Copywriters and journalists… Who does what?

We learned last week that copywriting is in crisis. In fact according to Tony Brignull, one of the most decorated copywriters ever to grace an agency, “Copywriting is dead”.

What do copywriters even do? It’s a mysterious job and in the new world of content marketing there is some understandable confusion between two disciplines that seem superficially to do almost the same thing: copywriting and journalism.

Copywriter or journalist?

Copywriting is the old skill of writing for brands in order to sell. It might mean writing a press ad, a script for a TV or radio ad, a piece of direct mail. Copywriters are still out there writing ads, but they are also writing websites, social media feeds -– many of the components of modern content marketing.

This landscape is in the middle of significant change and journalists are also coming into content marketing to do ostensibly much of the same job. But there are distinctions.

Copywriters are trained to write persuasive copy, but I don’t think this is enough of a distinction. Journalists must also persuade. If an article is uninteresting, poorly argued or ill considered, then it will fail. It might be better to say that journalists have to sell ideas or a story, while copywriters have to sell.

As journalists and other writers come into content marketing, there is something of a clash of cultures. Those coming into content marketing would be wise to consult the recent video produced by the Direct Marketing Association, Madmen and Mavens, which explores the state of British copywriting.

The film follows two contrasting lunches. One is filled with the finest copywriting talent from the golden era of the 1980s when British copywriting was the best in the world. They were famed for their brilliant creative ideas and execution, and competition among them stimulated a vibrant atmosphere and great work. “Where has the copywriting gone?” they ask in a fancy Charlotte Street eatery.

Meanwhile, in Clapham, some of the new breed meet to discuss what they do. It’s an overwhelmingly digital environment they work in, managing different media, with different demands. One of the interesting juxtapositions in the film shows that on paper, these two sets of copywriters do something similar, yet don’t really have the same jobs at all.

The veterans from the 1980s worked to sell on newspapers, radio and TV when there were vast audiences for each. Ads had to cut through to the living room or train carriage and speak to the viewer. TV ads were often better than the programming.

Today this narrow definition of media is redundant.
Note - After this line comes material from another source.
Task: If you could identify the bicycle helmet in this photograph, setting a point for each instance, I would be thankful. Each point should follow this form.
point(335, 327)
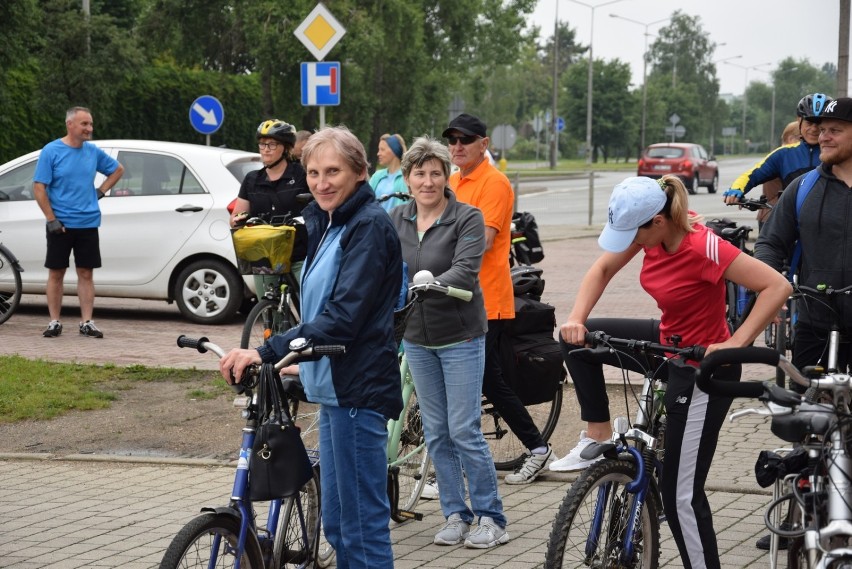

Digital, which didn’t exist in 1982, has grown to be as big as all traditional media combined and growing.

Copywriting goes digital

If copywriters are taught to sell, then the proliferation of digital media is a huge opportunity for copywriters to make their mark. Unfortunately, the volume of content required for modern campaigns makes this difficult. There is just too much content out there to be written and no time to give over to it.

This is where journalists come in. Like copywriters, they are trained to tell stories, persuade opinion, if not to sell. Unlike copywriters, who could spend a week to perfect a nine-word slogan, journalists are excellent for writing in volume – large quantities of well-written copy. Perfect for content. Journalists have other useful skills. notably, they can spot a story, and are great for topical or reactive pieces. Journalists also excel at interviewing people.

But this meeting of minds has yet to bed down. This discussion pits two creative disciplines against one another – journalism and copywriting. One of the reasons for the dearth of creative campaigns could be that creative is not always an important consideration.

If content is there just to serve an SEO strategy, it can achieve its goal relatively easily – you need to write around your keywords. Digital offers ease of measurement. If you want to satisfy various metrics, it’s usually possible to achieve this by going through the motions and sticking to SEO keywords. You don’t have to be creative.

Creative review

But there is another approach. Good creative increases the chances of a campaign transcending the confines of an SEO strategy, although an ideal campaign will have elements of both creative excellence and good SEO to maximise the chances of your content being picked up.

So don’t blame the lack of good copywriting on the copywriters. Copywriting might be dead, but more likely it’s just in a deep sleep. Until the demand for good creative returns then we won’t see the great creative ideas to challenge those developed in the 1980s.

Good copywriting increases the chances the website will sell. Good journalism increases the chances your website will respond. Decide what you want, but make sure it is creative.